After recently claiming that supermarket estates are 20 years out of date, Waitrose managing director Mark Price has now warned that Britain’s ‘Big Four’ grocery chains may soon be forced to implement a programme of wide scale store closures.
Although chains such as Tesco and Sainsbury’s have already confirmed they will be reining in new store openings in future – in the past week or so, Tesco has scrapped plans to open two new stores despite the fact they have already been built – supermarket closures have remained minimal during the price war so far.
Even on the odd occasion a store has been closed, the supermarket brands have reallocated staff to newly opened convenience stores, thus minimising the toll such action could take.
However, Mr Price predicts that a more intensive phase of closures may be necessary, comparing the issues currently facing supermarkets to those of the DIY sector – Homebase, for example, has recently announced that it will close one in four stores in order to remain operational, with B&Q expected to follow suit in the near future.

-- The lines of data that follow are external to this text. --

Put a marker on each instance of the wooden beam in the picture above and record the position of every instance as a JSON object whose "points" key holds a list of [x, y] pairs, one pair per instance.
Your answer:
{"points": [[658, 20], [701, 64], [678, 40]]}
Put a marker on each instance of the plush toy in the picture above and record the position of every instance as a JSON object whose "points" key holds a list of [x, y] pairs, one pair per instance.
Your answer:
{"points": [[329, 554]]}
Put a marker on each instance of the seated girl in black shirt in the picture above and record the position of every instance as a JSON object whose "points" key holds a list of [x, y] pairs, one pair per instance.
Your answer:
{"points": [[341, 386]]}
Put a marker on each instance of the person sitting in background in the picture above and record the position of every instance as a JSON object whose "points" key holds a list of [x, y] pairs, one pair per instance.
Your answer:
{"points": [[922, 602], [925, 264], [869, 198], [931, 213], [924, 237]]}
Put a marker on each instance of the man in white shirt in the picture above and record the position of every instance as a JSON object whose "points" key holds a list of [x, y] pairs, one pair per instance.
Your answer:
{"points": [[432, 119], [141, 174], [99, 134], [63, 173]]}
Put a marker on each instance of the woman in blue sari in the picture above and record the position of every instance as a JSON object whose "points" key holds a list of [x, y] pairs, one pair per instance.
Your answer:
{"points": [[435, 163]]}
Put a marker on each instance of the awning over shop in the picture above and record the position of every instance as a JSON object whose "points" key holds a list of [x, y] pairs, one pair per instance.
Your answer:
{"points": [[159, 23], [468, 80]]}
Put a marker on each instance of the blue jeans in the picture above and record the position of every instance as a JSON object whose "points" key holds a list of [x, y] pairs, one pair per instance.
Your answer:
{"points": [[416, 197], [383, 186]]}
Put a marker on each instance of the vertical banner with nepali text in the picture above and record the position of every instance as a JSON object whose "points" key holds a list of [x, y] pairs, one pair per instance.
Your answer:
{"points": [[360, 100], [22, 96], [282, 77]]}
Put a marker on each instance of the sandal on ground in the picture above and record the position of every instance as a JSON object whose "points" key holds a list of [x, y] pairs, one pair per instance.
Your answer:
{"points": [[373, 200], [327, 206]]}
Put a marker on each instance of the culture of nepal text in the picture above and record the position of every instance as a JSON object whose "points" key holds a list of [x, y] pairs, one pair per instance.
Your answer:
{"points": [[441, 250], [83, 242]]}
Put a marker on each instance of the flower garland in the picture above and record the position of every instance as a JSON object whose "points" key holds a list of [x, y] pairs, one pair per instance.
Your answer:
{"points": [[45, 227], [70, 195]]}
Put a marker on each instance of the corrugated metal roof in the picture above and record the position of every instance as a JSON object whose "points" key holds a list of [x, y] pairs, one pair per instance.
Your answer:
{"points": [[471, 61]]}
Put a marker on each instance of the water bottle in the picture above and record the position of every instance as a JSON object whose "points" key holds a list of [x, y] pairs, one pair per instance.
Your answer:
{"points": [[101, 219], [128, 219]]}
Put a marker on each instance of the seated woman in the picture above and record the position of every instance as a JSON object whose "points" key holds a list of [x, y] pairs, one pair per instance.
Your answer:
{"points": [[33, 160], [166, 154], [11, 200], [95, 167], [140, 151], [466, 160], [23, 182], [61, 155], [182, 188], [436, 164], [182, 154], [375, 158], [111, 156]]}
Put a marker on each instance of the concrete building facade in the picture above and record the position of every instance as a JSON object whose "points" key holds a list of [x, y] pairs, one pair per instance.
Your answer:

Mr Price says; “I think that food is probably four or five years behind non-food.
“What you have seen over the last five years is 12 per cent of non-food space taken out of the market, yet you have no food space retired over that period: in fact, what you have been seeing is food space growing by 3 per cent to 5 per cent.
“So, more and more space has been added at a time before you get the impact of internet, convenience shopping and all the other shifts that we talked about.”
Mr Price also believes that the only way forward for the nation’s supermarkets is to completely reinvent themselves to meet the needs of the modern consumer.
This has already begun to occur in most major brands, with Tesco, Sainsbury’s and Asda in the midst of implementing strategic reviews, yet he warns that a more fundamental shift may be required rather than simply focusing upon lowering prices.
Sainsbury’s is currently the main focus for many analysts, having revealed last week that the brand suffered a pre-tax loss of £290 million and at the same time announced it will be cutting capital expenditure in the next three years by around £400 million per annum. However, HSBC retail analyst David McCarthy agrees with Mr Price in that cutting costs may not be enough to cause sales to rise in future.
He says; “Management of the industry by Sainsbury’s – and others – for the last five years or more and an unwillingness to recognise the fundamental changes in retailing has resulted in Sainsbury’s not being positioned well for the future.”